Freedom of the Press 2008 - Palau
|Publication Date||29 April 2008|
|Cite as||Freedom House, Freedom of the Press 2008 - Palau, 29 April 2008, available at: http://www.refworld.org/docid/4871f6243a.html [accessed 27 May 2017]|
|Disclaimer||This is not a UNHCR publication. UNHCR is not responsible for, nor does it necessarily endorse, its content. Any views expressed are solely those of the author or publisher and do not necessarily reflect those of UNHCR, the United Nations or its Member States.|
Legal Environment: 1 (of 30)
Political Environment: 5 (of 40)
Economic Environment: 8 (of 30)
Total Score: 14 (of 100)
(Lower scores = freer)
The Pacific island republic of Palau has a small but vibrant media environment, and Article 4, Section 2, of the constitution protects freedom of expression and of the press. Censorship is rare, and the press is free to report on a diversity of issues, including official corruption. In November, the Consolidated Boards Act of 2006 was passed, combining four government entities – including the Palau National Communications Corporation, which controls internet and satellite television transmissions – into one commission. The officials of the new commission will be publicly elected rather than appointed by the government, as was previously the case. In 2007, Palau joined the newly-formed Micronesian Media Association to protect free and independent journalism and public access to information. There were no attacks on the press in 2007.

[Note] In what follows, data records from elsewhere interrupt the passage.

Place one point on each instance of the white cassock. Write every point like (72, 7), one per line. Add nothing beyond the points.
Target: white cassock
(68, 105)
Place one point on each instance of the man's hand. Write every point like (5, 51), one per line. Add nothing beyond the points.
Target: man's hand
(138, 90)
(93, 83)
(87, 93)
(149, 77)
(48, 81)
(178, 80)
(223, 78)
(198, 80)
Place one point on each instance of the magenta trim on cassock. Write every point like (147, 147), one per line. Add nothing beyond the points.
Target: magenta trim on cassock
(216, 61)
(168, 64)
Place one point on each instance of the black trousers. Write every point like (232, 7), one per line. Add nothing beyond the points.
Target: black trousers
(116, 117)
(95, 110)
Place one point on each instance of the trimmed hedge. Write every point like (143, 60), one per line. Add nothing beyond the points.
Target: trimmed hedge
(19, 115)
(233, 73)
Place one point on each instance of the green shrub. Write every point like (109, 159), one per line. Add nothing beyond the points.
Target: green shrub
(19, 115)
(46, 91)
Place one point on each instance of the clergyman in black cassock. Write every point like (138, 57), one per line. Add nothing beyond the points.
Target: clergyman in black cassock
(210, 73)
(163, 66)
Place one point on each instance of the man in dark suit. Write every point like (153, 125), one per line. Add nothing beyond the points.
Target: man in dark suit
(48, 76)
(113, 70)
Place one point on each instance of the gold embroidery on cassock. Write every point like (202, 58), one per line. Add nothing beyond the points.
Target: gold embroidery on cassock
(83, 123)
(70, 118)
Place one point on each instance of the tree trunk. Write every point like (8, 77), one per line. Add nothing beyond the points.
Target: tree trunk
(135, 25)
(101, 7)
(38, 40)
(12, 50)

Palau has a relatively diverse media considering its small population. There are two weeklies and one regular biweekly. President Tommy Esang Remengesau Jr. meets every Wednesday with the press on the government radio station Eco-Paradise. There are also two private and two church radio stations. Diaz Radio, owned by outspoken journalist and senator Alfonso Diaz, airs a weekly program for Filipinos in Palau. The internet is unregulated by the government but is not a significant news source, as it is accessed by only 1 percent of the population.